Тому делу годов будет тридцать, баба я тогда была молодая, ядреная, крепкая баба, на селе мужику не дамся, в работе наперед всех хожу. На Афон мы собрались, мать моя, целой дюжиной — все как есть с одного села, с Артемовки.
И от самого берега, мать моя, зданье идет пребольшенное, все белое закрашено и камнем состоит на фундаменту своем. Был такой монашек у зданья того, в роде как замечал приезжающий народ и показывал ему, как туть жисть свою провести в етаком священном месте. Сидит он будто иконка святая, весь в свечки закутался, сидит около обожженной свечечки, ланпадки околь его ангельские светятся, и образы божьи кругом понаставлены. Которы, милая, в киёт золотой заправлены, а которы на столике стоят и прислонены, будто упасть опасаются о пол — о пол тот самый каменный и будто даже железом окованный, потому что цветы на нем разрисованы всесветные во все стороны благолепно узорами многоцветными. На столике малом, мила моя, возле иконушек золотых, книги разные черные лежат, видать, что веку им не считано да и счесть его нельзя — древние книги про жизнь господню и святых его. Одне его черные, а другие што золото, на манер парчи, в роде как сами иконы какие обряжены. И сидит етот монашек седой во всей етой святости, свечки продает люду проходящему — кому за алтын, а которому и боле того.

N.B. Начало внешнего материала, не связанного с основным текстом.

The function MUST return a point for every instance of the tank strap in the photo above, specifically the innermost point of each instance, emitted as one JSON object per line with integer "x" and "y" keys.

Сидит, указует дорогу по святому Афону, рассказ ведет про всякое нужное дело. Помолившись на ту часовенку святую, окстив себя в преславных ступенях той Афон-горы, проступили мы толику дальше и обретили другого отца священна. Етот не то што у часовни, а просто на воле за столиком сидит и тоже добром всяким торгует: кому крестик потребен соответственный, кому ложечка от мест святых али чаша какая деревянная, али пояс какой для одевки на счастье человеку — у того отца святого на столике все раздобыть можно за соответственную гривну. И тут постояли, мать моя, кому разное купить была охота, и от стола проследовали как бы в роде до харчевни какой. Она не так что бы лавка, на манер, дескать, кабак, што ли, оно все как след и по-казенному, от самого монастыря етого содержанья люду приходящему — и все бесплатно и все как бы по-братскому.
Сняли мы свои котомочки, в уголочку приложилися. Как-де, отцы святые, быть нам, уходить куда али тут оставаться. А они нам столь ласковым и важным голосом:
— Оставайтесь, — говорят, — женщины, сестры наши, на месте сем, потому что каждый пришедший человек может тут четыре дня пребьгоать бесплатным человеком, а на пятый день выселяться должон.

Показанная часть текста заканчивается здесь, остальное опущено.